E prepotentemente erano saltati fuori anche tutti i ricordi e con loro la canzone di Vasco che così bene si adattava alla loro storia.

"Avrai trovato amore, o come me
Cerchi soltanto le avventure
Perchè non vuoi più piangere"

E tutte le volte che si era imbarcato in una nuova storia d’amore, il ricordo di Chiara era tornato limpido e nitido come se il tempo non fosse mai trascorso.

E come nella canzone di Vasco, lui si era chiesto dove fosse Lei, cosa stesse facendo, se avesse trovato quello che cercava, cosa avesse fatto in tutti quegli anni.

Ne erano passati di anni da quel fine agosto. Oltre 20 per la precisione.

Il ragazzo cortese e fiducioso era diventato nell’arco di un mese taciturno e malinconico … e anche parecchio incavolato.

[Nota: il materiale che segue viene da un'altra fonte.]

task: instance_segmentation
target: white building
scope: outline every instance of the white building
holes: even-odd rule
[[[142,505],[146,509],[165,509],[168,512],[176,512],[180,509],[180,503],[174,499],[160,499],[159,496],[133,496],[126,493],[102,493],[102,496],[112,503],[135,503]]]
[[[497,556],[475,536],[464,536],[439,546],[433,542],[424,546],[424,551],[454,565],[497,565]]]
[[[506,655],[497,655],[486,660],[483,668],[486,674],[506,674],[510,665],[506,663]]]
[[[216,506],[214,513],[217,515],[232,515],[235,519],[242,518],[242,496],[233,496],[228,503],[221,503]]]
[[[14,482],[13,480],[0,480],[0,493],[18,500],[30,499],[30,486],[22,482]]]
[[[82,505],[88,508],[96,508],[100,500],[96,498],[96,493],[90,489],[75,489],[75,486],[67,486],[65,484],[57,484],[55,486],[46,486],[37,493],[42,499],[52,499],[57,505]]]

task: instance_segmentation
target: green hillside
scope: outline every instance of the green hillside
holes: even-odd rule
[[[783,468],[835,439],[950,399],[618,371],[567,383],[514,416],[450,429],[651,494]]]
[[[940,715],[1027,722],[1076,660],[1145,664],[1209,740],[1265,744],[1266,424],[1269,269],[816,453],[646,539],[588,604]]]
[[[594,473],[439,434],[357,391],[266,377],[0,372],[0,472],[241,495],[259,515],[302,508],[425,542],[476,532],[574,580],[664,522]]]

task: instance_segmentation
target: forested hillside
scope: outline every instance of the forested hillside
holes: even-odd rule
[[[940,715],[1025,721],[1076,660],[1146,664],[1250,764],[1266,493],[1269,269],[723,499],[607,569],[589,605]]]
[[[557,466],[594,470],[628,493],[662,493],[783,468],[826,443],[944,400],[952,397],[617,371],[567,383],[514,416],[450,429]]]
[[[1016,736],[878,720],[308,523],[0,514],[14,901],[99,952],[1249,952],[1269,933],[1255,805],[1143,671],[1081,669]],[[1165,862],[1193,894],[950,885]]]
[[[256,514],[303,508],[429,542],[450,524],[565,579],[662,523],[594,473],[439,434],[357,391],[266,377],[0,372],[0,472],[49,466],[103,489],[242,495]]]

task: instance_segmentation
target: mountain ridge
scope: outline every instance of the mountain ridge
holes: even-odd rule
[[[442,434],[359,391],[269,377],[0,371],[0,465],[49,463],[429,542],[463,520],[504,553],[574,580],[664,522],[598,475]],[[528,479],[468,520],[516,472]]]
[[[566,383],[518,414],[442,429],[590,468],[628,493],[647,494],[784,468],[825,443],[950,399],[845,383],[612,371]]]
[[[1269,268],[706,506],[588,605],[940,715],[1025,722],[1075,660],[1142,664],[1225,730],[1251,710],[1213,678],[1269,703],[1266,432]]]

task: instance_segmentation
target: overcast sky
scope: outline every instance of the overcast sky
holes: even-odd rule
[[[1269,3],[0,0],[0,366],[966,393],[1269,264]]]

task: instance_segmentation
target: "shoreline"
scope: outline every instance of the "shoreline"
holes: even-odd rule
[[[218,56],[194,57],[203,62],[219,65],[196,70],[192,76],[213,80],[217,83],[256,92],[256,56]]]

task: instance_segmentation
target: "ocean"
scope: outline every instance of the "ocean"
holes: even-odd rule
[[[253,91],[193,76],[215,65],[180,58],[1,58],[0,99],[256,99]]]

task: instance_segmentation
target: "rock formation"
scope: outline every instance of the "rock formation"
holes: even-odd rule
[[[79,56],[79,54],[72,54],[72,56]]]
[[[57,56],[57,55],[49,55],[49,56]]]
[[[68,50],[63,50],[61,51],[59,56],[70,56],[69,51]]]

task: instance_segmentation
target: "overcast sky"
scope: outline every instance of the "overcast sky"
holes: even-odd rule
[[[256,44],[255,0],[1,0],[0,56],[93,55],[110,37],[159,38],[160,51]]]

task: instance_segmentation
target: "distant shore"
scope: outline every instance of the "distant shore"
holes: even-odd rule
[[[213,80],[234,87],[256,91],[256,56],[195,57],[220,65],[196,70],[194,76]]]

Amareggiato perché Chiara aveva deciso di troncare senza lasciargli la possibilità di controbattere, si era buttato anima e corpo nel lavoro e nello studio, riuscendo bene in entrambi i campi.

Era considerato da tutti, insegnanti e compagni di scuola ma anche colleghi e caporeparto in fabbrica, come una persona affidabile, corretta, diligente e scrupolosa.

Così aveva ultimato il percorso di studi recandosi 2 volte in Italia a sostenere gli esami e aveva sempre scelto città abbastanza lontane dalla sua di origine, per evitare che la malinconia prendesse il sopravvento.

Addirittura per la maturità si era iscritto a Roma, proprio per essere ben lontano da luoghi dove avrebbe potuto incontrare casualmente qualcuno del suo passato.

E iscrivendosi a Roma aveva finito per sostenere gli esami a 200 metri dal liceo frequentato da Chiara. Ma lui non lo sapeva e il destino non li aveva fatti incontrare.

Dopo il diploma aveva seguito due corsi di Marketing e una volta terminati aveva fatto un invio massivo di curricula.

Molte le aziende che gli avevano risposto e fra le tante ne aveva scelta una con parecchie sedi in altrettante città europee.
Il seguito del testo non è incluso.